La presse à Pékin a ainsi récemment diffusé des photos de bataillons de touristes chinois débarquant aux îles Xisha (archipel des Paracels), objet d'une importante rivalité géopolitique avec le Vietnam.

En même temps sont apparus sur des blogs spécialisés chinois des images d'une structure actuellement construite dans un chantier naval près de Shanghai.

Selon les experts de la revue spécialisée britannique Jane's, il pourrait s'agir d'un segment de la coque d'un nouveau porte-avions chinois (ou sa maquette grandeur réelle).

Il s'agirait du premier navire-amiral construit entièrement par la Chine. Pékin avait admis l'an dernier au service actif son premier porte-avions, le «Liaoning», construit à partir d'une coque à l'origine destinée à la Marine soviétique.

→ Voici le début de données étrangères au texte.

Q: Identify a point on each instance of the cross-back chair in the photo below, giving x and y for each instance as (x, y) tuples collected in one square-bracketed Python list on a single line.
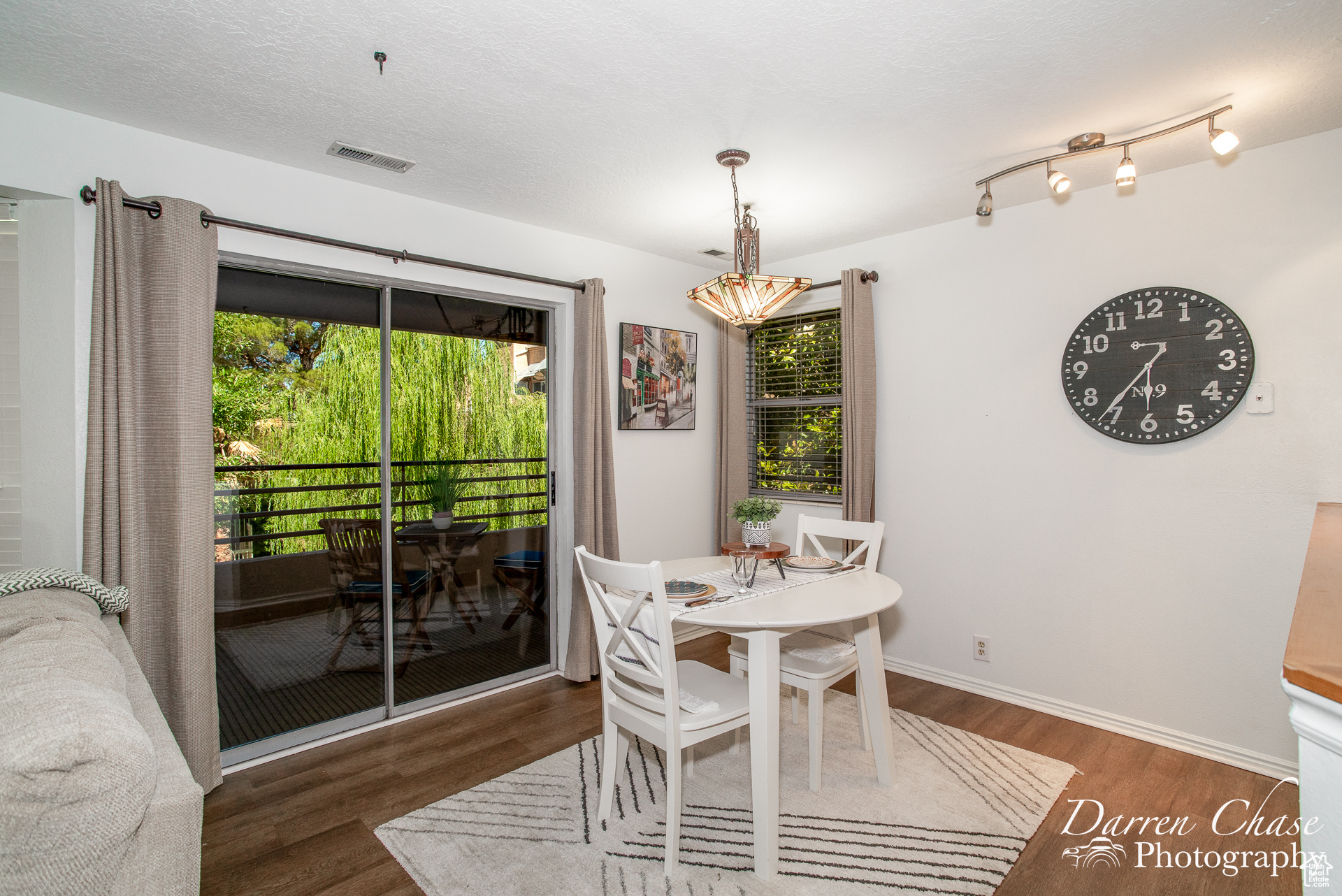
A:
[(816, 675), (354, 556), (642, 681)]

Sur les clichés très commentés, on distingue notamment une tranchée sur le pont, qui pourrait servir au rail d'une catapulte électromagnétique. Le catapultage permet d'envoyer des avions plus lourds et mieux armés et seuls deux pays -la France et les USA- disposent de cette très haute technologie.

Si Pékin y parvenait aussi, cela représenterait une «percée majeure», a commenté M. Holslag. «Cela permettrait (aux Chinois) d'augmenter énormément le nombre de sorties depuis leur porte-avions».

Se dirige-t-on vers une «bataille des porte-avions», opposant le Japon et son allié américain à la Chine? Certains experts n'écartent plus cette hypothèse.

On assiste en tout cas à une surenchère. «En réponse au porte-avions léger que le Japon appelle frégate, il ne reste à la Chine qu'à construire ses propres véritables porte-avions», a conseillé cette semaine le journal chinois Global Times, connu pour son nationalisme.

«Pour l'instant le Parti se contente de mener face au Japon une guerre virtuelle de garde-côtes contre garde-côtes», souligne M. Fisher. «Il n'y a pas encore de coups échangés, mais l'affrontement est réel et la Chine va presser de plus en plus durement les navires japonais».

«Quand la Chine sera en mesure de déployer plusieurs porte-avions avec des forces d'escorte bien plus nombreuses et efficaces, elle sera alors tentée de générer un incident provoquant un conflit localisé en mer qu'elle s'estime capable de remporter».